What’s remarkable about the dinner and the hoopla that goes along with it is how little it ever seems to change. Nearly 20 years ago, Michael Dolan captured the scene for Washington City Paper:
No prom is complete without date angst, and the White House Prom is no exception. In high school, the overarching idea is to get laid. At the correspondents’ dinner, the image pertains, but the reality is a mite less physical. For one thing, though a night of a few thousand semistars might seem to be a sweet perquisite to bestow on a spouse or significant other, such is not usually the case—unless one’s spouse or SO is as well-connected as oneself. Just so with guests; it usually is made clear that only the invitee is invited, but on more than one occasion an extra chair has to be commandeered because someone didn’t get the message and shows up with chagrined mate in tow.

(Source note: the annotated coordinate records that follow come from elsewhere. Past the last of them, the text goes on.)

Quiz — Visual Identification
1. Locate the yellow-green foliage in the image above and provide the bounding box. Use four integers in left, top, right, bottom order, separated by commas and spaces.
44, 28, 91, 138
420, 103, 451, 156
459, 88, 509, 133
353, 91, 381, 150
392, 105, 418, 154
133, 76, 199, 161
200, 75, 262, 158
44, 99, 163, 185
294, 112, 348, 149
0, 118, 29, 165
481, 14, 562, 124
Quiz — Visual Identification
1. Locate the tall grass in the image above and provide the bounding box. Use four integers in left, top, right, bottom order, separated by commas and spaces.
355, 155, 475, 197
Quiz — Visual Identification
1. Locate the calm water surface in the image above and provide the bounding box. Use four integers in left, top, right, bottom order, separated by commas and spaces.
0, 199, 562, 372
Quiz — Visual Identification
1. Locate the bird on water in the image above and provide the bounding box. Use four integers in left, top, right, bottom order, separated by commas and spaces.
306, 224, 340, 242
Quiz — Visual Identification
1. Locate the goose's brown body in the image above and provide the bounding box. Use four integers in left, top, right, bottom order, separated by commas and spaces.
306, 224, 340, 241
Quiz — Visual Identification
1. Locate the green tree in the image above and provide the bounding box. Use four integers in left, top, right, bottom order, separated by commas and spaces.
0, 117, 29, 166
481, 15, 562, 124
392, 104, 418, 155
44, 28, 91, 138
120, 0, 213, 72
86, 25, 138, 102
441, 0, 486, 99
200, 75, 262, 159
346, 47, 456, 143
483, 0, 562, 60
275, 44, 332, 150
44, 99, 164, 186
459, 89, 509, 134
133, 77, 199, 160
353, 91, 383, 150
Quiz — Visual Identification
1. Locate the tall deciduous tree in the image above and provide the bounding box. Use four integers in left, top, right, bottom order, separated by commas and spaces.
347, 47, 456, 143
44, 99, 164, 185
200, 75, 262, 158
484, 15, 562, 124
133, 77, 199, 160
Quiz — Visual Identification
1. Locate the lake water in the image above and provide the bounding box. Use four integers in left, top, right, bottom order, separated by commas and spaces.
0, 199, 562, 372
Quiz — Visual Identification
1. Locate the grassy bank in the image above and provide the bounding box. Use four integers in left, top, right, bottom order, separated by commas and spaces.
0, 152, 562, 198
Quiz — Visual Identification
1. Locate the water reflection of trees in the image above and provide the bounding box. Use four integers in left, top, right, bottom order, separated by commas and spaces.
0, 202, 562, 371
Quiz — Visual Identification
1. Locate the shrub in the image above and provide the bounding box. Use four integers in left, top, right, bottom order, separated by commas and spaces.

Some participants invite news sources, on the theory that a night with the prez and the rest of the city’s media stars will have the same effect, inside-informationwise, that a bumper of Colt 45 has, datewise. Although the analogy holds, like a bottle of malt liquor the dinner’s effect is fleeting and not conducive to the establishment of long-term intimacy.
Read the whole thing here. Sub in more recent presidents’ names—and actually, since Dolan writes a lot about George H.W. Bush, you don’t even need to change his name much—and the piece could be about last year’s affair.
We at City Paper won’t be doing much to mark the occasion, but if you’re out at a bar Saturday night, and you spot any City Paper staffers, feel free to declare whatever spot you’re at to be the official location of the Washington City Paper White House Correspondents Dinner Afterparty.